Nestの共同設立者でCEOを務めるTony Fadell氏

Nest Labsが10月25日(米国時間)にスマート・サーモスタット(室温自動調節器)「Nest Learning Thermostat」を発表した。Nestは"iPodの生みの親"として知られるTony Fadell氏がApple退職後に立ち上げた会社だ。

Nest Learning Thermostatは、81×81×40.6ミリ(重さ198グラム)の小さなサイズで、筐体全体が温度を設定するダイヤルになっている。Nestは取り付けサービスも用意しているが、購入者が自ら各家庭に備え付けられているサーモスタットと簡単に交換できるという。

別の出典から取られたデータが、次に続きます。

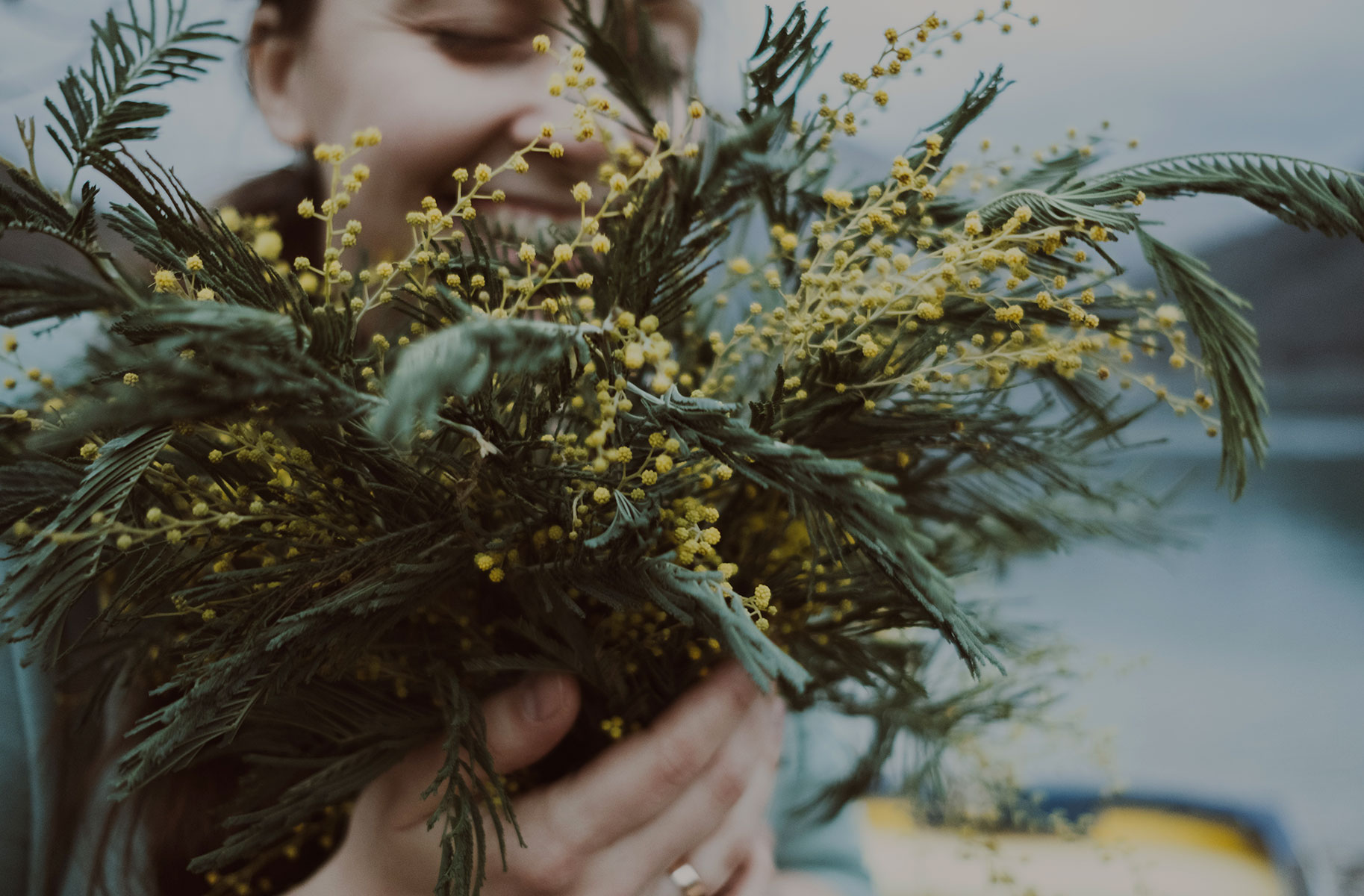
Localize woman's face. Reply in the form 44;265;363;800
251;0;698;261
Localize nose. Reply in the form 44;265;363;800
508;94;623;180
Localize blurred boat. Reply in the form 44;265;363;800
862;791;1308;896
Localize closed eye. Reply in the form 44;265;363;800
427;28;535;66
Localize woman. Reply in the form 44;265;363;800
0;0;871;896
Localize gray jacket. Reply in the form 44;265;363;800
0;645;873;896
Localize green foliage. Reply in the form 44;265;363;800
1136;228;1268;498
0;0;1364;895
46;0;232;193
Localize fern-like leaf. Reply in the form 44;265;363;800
1136;228;1267;498
45;0;234;195
1077;153;1364;240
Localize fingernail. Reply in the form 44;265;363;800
525;675;564;721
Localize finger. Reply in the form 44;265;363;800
674;725;777;884
379;672;579;830
714;828;776;896
536;660;759;853
600;692;782;888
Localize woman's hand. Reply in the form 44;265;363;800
292;662;785;896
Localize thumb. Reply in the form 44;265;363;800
379;672;581;830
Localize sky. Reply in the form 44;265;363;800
0;0;1364;247
7;0;1364;892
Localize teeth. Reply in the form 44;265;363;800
483;206;554;239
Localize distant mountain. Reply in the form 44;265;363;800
1198;221;1364;414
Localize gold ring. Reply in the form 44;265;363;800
668;862;711;896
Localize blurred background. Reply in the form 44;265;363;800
0;0;1364;896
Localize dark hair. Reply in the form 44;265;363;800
43;12;328;896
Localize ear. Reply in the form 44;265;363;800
247;3;314;149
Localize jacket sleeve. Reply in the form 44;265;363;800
0;644;51;896
768;711;876;896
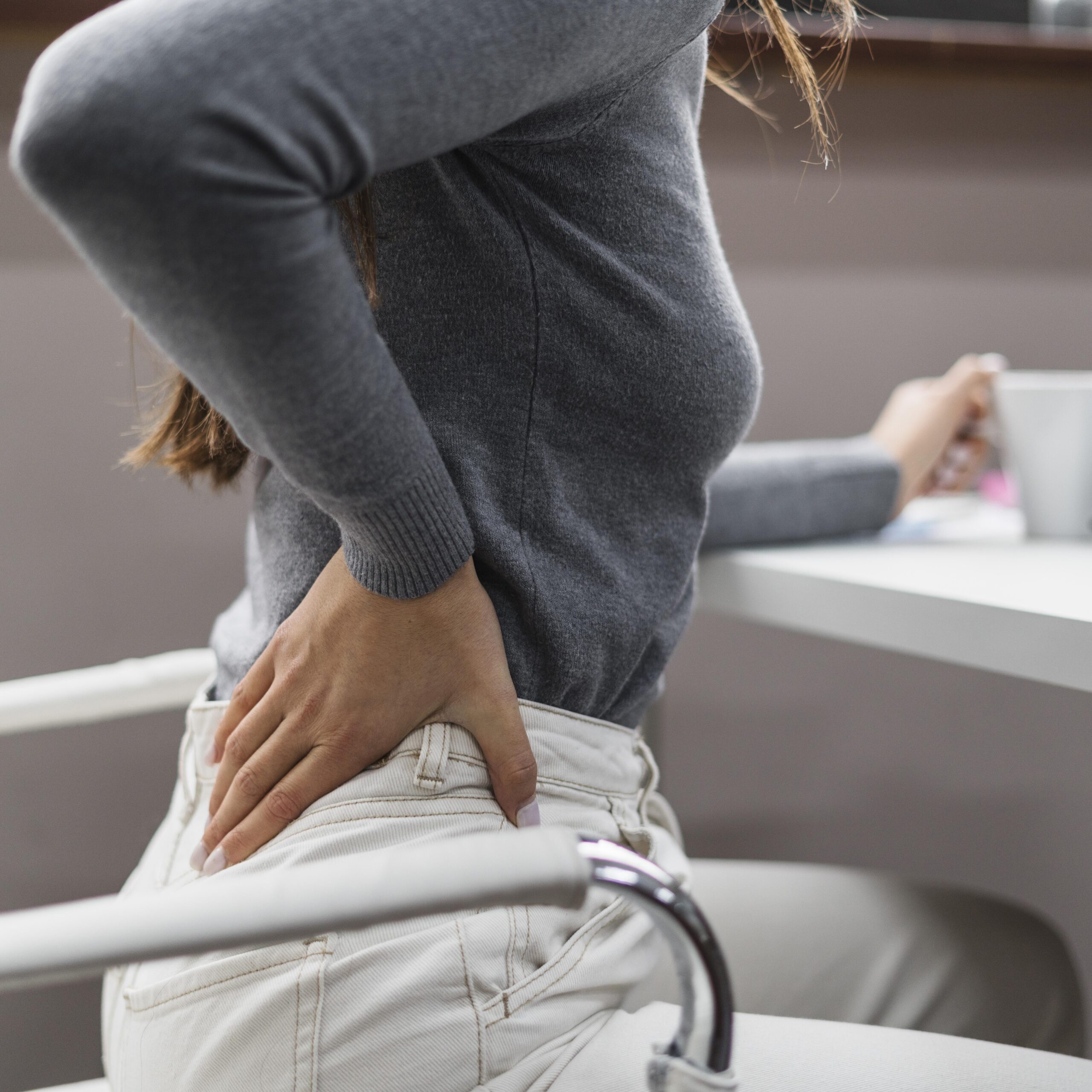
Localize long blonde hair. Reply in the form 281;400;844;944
123;0;857;488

従来のサーモスタットとの違いは、Nestが利用者の行動を学び、利用者にとって快適な温度を維持しながら省エネを実現してくれる点だ。利用者はいくつかの質問に答え、あとはダイヤルを回して好みの温度に設定するだけ。Nestはしばらく利用者が温度を上げ下げする行動パターンを学び、就寝・起床時間、家で過ごす時間が多い曜日などスケジュールを組み立て、そして自動的に温度を調節し始める。Auto-Awayという機能が用意されており、Nestのセンサーがしばらく人の動きを感知しない状態が続くと不在であると判断して自動的に不在モードに切り換える。

冷房中、20分で華氏72度に

だれも家にいない時は自動的に不在モードに切りかわる

タブレット(iPad)からの操作も可能

Nestが利用者の温度設定パターンを学んだ後、利用者がいつもより電力を消費しない温度に設定するとNestは葉っぱのマークを表示する。このマークを確認することで、利用者はNestが効率的に室温を調整する以上の省エネに挑戦できる。Nest本体でスケジュールの調節、エネルギー使用量/節約量の確認などを行えるが、NestはWi-Fi機能を備えており、ネット経由でパソコン、スマートフォン、タブレットからもコントロール可能。サポートするセキュリティ機能は、AES-128、SSL/TLS、WEP、WPA/WPA2など。

価格は249ドルで、取り付けサービスは119ドル。米国で11月中の出荷予定となっている。